← Projects

Design System — Bluelearn

Built a robust, scalable design system using Atomic Design methodology for India's largest student community.

Design SystemsFigmaProduct Design2023

Overview

Bluelearn is India's largest community of students with over 100k members, focused on helping students from Tier 2/3 colleges break free from traditional boundaries and find like-minded people to upskill.

I worked alongside Vinit Sarode to build a design system from the ground up that could scale with the product.

The approach

We used Atomic Design methodology with three levels:

  1. Atoms — Basic design elements with comprehensive style documentation (colors, typography, spacing, radii, shadows)
  2. Molecules — Combined atomic components (input groups, card headers, nav items)
  3. Organisms — Complex composite components (forms, cards, navigation bars)

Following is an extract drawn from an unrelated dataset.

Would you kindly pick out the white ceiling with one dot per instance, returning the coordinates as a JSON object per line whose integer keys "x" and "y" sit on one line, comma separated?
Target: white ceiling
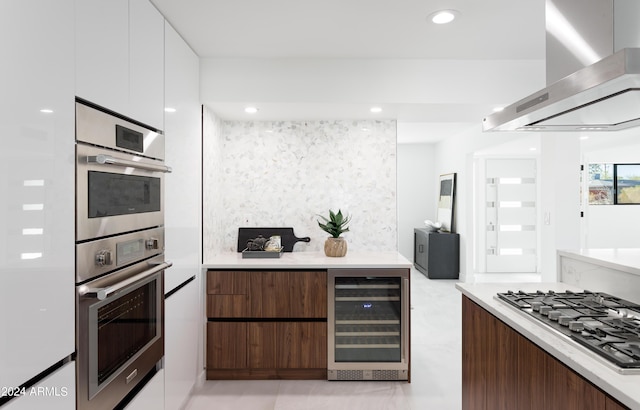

We intentionally excluded Templates and Pages layers — the product was early-stage and needed room for experimentation.

Tools

  • Figma — Component library, documentation, handoff
  • Miro — Workshop sessions, information architecture
  • Notion — Documentation, decision logs
  • Nativebase — Component library reference for dev parity

File organization

We started with one massive Figma file. It crashed constantly — RAM issues, loading times, merge conflicts.

We restructured into a three-tier hierarchy:

  • Level 1: Departmental divisions
  • Level 2: Feature-based files (solved the single-file performance problem)
  • Level 3: Pages within each file

Key learnings

The biggest win was adding descriptions to component documentation. Developers could reference usage notes directly in Figma instead of guessing. This eliminated a class of implementation bugs that came from misinterpreting component behavior.

When we needed to change the primary color, we changed one token and 200-300+ screens updated automatically. That's the power of building from atoms up.

The real lesson

A design system is a product. It needs users, feedback loops, versioning, and maintenance. If you treat it as a side project, it will die as a side project.